This is my tenth home stay family world wide. One might say I’m experienced. But here, only three months deep, by no means the longest duration, I am beginning to grow truly close.
To be with a family bold and strong and loving enough to really embrace me is a gift I’m so grateful to receive. I wish all of you in my correspondence the same gifts I am so lucky to have out here.
For this holiday season, find someone you love, hold them close with your hands, and whisper a secret to them. You just might surprise yourself.
Merry Christmas, and have a happy New Year.
Originally Written Dec. 24th, 2009
The Three R’s
I’ve spent the past two weeks giving presentations on solid waste at each of the 6 the local K-12 schools. The teachers prepared 30 students, ages 15 – 17 interested in the subject, and we prepared a training and a coffee break.

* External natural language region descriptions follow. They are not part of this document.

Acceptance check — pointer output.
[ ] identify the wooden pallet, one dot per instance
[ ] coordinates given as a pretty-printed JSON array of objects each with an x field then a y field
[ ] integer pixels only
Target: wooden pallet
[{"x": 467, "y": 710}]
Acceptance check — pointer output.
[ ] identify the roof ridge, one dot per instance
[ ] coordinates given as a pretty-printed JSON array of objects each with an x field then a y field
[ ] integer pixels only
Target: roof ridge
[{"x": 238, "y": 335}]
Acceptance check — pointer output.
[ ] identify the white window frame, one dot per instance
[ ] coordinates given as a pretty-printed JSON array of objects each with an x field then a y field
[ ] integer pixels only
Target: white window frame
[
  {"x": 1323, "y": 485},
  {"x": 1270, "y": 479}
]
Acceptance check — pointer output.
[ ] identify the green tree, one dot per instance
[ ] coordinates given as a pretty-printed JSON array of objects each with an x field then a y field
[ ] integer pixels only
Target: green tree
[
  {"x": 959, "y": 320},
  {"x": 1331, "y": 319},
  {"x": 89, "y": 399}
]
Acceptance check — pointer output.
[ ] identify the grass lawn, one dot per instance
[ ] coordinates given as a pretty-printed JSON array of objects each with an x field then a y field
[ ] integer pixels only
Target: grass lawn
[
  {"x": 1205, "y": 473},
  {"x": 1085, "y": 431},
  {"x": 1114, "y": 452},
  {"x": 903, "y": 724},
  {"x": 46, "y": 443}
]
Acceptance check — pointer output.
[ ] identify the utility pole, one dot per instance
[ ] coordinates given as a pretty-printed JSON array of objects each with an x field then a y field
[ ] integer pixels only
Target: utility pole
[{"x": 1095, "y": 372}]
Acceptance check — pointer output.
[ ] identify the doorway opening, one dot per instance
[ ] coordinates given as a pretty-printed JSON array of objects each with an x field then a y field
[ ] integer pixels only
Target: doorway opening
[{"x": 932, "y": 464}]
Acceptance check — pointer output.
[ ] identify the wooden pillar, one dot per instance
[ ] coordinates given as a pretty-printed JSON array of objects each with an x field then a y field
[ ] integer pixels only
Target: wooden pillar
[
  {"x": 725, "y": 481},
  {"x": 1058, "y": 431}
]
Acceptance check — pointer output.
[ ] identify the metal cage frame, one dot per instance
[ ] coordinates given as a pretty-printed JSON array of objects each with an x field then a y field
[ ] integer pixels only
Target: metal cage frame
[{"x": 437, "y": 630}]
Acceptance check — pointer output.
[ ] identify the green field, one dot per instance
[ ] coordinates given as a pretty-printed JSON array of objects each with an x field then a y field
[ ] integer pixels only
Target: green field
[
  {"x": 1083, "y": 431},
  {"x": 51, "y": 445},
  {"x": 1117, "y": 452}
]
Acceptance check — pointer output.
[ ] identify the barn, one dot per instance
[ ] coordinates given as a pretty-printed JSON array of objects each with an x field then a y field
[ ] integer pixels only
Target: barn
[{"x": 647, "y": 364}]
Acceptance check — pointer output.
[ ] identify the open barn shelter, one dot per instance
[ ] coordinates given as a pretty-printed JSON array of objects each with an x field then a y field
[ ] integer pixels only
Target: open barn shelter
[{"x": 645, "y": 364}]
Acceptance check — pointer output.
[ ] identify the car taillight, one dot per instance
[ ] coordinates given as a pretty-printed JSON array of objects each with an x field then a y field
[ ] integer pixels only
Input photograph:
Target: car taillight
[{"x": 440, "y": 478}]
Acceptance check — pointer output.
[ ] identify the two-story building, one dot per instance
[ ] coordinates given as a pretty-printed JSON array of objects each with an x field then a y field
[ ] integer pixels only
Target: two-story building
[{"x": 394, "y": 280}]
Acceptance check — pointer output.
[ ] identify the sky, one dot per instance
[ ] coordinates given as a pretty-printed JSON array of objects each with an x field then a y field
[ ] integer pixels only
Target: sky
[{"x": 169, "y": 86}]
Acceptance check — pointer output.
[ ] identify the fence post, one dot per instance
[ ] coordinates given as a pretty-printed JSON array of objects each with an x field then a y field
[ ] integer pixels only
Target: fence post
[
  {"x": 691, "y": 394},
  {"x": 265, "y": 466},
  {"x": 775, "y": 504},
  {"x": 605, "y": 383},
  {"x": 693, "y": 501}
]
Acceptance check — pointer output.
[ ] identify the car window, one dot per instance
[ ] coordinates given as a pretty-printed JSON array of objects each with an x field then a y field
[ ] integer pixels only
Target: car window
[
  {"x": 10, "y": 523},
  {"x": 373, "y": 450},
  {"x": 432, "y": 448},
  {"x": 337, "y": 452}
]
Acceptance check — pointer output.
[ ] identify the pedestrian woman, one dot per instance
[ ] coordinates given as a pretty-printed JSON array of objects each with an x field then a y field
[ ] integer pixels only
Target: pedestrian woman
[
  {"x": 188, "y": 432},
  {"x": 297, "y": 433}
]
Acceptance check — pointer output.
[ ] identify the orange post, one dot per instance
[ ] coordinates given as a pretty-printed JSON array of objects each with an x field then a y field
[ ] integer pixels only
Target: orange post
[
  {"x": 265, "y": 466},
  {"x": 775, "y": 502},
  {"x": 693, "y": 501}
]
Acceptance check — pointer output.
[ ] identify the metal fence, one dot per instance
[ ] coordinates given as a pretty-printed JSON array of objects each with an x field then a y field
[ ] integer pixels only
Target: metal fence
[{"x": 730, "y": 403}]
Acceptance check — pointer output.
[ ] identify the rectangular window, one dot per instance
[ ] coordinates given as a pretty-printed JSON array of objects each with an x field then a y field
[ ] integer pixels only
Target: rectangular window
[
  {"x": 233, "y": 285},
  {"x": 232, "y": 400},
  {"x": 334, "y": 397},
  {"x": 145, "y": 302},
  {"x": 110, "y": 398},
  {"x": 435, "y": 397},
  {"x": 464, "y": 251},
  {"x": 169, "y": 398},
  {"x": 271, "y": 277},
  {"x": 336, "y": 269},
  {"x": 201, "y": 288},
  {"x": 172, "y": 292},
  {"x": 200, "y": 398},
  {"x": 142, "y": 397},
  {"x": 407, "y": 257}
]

Good deal all around.
As my first real foray into the schools here, I’ve been just taken aback. As in America, the buildings hustle and bustle, feeling like their own worlds of miniature people. They frequent large murals of the hero Manas and idyllic mountain scenes. The boys generally where clean, well tailored suites, and the girls some variation on the white blouse and dark slacks. In the classes we teach, there is no semblance of that Asian stereotype, passive, quiet listening. The kids pay attention, but they are quick to ask questions, and debate rules the day. They have strong memories and are keen on group work. In all, it reminds me of my high school days at Northside College Prep in Chicago.
In this way, too, the kids are universal. There are the quieter kids, the louder, more outwardly confident ones, and even the jokers. One young man, sporting a clean cut look and spiffy little suit, topped off his ensemble with a beanie perched precariously on his head. He was the same joker seen at every school I’ve ever attended.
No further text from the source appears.